Many commodities are struggling to generate positive returns this year and that is particularly true of energy commodities, including oil and natural gas. Investors looking to position for a commodities rebound with exchange traded funds may want to consider those funds with broad-based exposure rather than a product emphasizing a single commodity.

The PowerShares DB Commodity Index Tracking Fund (NYSEArca: DBC), the largest broad commodity-related ETF, can help investors get commodities diversification. DBC, which has $1.95 billion in assets under management, follows the DBIQ Optimum Yield Diversified Commodity Index Excess Return.

DBC “is designed for investors who want a cost-effective and convenient way to invest in commodity futures.
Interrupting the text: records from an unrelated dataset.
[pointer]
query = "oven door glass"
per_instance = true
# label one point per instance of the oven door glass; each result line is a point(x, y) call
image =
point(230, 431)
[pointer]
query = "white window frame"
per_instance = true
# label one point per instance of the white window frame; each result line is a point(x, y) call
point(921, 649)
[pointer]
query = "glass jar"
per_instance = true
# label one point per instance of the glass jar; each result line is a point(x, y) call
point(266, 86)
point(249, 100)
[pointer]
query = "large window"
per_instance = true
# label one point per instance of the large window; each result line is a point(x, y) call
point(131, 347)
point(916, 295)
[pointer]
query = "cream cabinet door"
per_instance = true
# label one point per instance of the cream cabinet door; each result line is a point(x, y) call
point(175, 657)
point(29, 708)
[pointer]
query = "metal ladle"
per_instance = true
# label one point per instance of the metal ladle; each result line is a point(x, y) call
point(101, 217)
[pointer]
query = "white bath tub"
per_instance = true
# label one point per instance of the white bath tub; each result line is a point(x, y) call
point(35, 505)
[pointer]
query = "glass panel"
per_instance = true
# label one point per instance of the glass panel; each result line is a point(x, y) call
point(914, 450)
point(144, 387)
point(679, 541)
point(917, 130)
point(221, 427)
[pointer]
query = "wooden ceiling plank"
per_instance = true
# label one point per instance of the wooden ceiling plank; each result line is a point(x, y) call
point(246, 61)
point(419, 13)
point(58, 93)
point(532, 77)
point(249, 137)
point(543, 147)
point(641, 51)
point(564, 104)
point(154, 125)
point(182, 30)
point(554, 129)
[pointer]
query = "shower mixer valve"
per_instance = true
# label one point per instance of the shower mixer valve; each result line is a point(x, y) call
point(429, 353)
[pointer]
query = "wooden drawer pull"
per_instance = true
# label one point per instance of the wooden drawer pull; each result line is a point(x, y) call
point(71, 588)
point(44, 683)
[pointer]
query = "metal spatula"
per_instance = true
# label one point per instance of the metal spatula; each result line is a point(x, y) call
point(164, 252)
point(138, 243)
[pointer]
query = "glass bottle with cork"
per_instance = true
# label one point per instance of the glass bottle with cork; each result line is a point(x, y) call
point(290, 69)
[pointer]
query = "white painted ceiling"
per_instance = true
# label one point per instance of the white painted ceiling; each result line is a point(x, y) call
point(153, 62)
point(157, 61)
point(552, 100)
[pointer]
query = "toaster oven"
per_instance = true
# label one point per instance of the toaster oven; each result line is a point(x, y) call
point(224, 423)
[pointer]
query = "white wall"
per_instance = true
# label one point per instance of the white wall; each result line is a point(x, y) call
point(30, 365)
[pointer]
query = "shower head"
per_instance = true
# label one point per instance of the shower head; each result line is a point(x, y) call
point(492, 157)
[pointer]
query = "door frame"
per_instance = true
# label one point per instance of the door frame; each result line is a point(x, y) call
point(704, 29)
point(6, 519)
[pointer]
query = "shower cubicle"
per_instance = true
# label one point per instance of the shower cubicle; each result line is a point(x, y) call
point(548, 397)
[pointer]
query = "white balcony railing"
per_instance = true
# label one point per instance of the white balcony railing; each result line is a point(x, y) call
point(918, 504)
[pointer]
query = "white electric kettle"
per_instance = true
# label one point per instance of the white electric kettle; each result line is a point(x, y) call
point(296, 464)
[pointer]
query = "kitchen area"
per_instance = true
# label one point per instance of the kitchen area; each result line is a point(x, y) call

The Index is a rules-based index composed of futures contracts on 14 of the most heavily traded and important physical commodities in the world,” according to PowerShares.

Oil plays a pivotal role in DBC’s price action.

“Investors are now presented with the best buying opportunity in energy commodities since before the production-cutting agreement last November among members of the Organization of the Petroleum Exporting Countries (OPEC),” said PowerShares in a recent note. “As I have often said, when it comes to crude oil prices, it’s all about supply. Global demand has shown a consistent trend for 25 years. But when sentiment is shaky, it doesn’t take much to squeeze wary investors from the market. And, true to form, some wary market participants have grown impatient with the delay in the drawdown of US crude oil inventories.”